Paul Lacomblez, éditeur (2p. 157-164).


XI


C’était vrai que Mlle Platbrood regardait le fils Maskens avec moins de dureté. L’amour violent du jeune homme que les hauteurs de Pauline n’avaient point su décourager, était-il pour quelque chose dans cet adoucissement d’humeur ? Ou bien l’habitude de le voir tous les jours, l’inutilité d’une résistance quelconque aux desseins de son père, avaient-elles finalement persuadé la jeune fille et entamé son indifférence ?

Ni Monsieur ni Madame Platbrood ne cherchaient à résoudre ce problème sentimental, trop heureux de retrouver une fille gaie et bien portante, soumise à leurs volontés judicieuses.

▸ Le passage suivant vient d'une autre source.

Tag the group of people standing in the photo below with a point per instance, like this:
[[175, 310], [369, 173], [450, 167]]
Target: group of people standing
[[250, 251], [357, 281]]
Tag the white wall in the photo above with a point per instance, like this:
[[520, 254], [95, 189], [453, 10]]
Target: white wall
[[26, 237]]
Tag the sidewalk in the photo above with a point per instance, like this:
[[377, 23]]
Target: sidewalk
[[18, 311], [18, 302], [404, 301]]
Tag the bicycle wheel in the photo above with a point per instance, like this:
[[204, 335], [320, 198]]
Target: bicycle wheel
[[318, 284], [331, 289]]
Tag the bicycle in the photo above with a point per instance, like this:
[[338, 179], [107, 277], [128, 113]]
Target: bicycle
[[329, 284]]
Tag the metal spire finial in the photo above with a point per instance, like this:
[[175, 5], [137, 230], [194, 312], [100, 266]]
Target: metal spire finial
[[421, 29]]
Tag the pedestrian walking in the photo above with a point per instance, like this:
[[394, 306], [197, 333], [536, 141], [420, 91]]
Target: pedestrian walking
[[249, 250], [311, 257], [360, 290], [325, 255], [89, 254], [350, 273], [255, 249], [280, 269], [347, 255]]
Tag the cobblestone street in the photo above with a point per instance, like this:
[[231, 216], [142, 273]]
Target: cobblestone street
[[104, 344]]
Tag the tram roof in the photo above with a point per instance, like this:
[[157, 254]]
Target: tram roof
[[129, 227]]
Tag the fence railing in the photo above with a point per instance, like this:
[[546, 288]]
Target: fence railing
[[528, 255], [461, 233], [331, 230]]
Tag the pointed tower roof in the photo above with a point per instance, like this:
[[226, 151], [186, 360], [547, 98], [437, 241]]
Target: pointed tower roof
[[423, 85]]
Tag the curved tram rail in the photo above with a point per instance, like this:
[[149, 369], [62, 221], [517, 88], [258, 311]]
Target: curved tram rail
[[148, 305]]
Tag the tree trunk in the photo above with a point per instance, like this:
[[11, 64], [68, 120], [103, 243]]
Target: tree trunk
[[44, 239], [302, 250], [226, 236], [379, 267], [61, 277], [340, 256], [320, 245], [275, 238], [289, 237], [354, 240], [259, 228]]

Pauline consentait maintenant à parler à son fiancé, et parfois même elle lui accordait un sourire pour son dimanche. Par exemple, où elle se montrait encore intraitable malgré les instances de ses parents, c’était sur le chapitre des menues privautés permises entre futurs. Jamais elle n’avait accordé le moindre petit suffrage au jeune homme dont elle enflammait le sang par ses refus offensés. Aussi une rage sourde, née des tortures du désir, s’emparait parfois du fiancé et le ramenait à la brutalité de ses façons libertines.

Mais Pauline, devenue prudente, savait lui échapper avec adresse et il revenait auprès d’elle honteux et humilié, promettant d’être sage, de ne plus rien exiger avant l’heureux jour des noces.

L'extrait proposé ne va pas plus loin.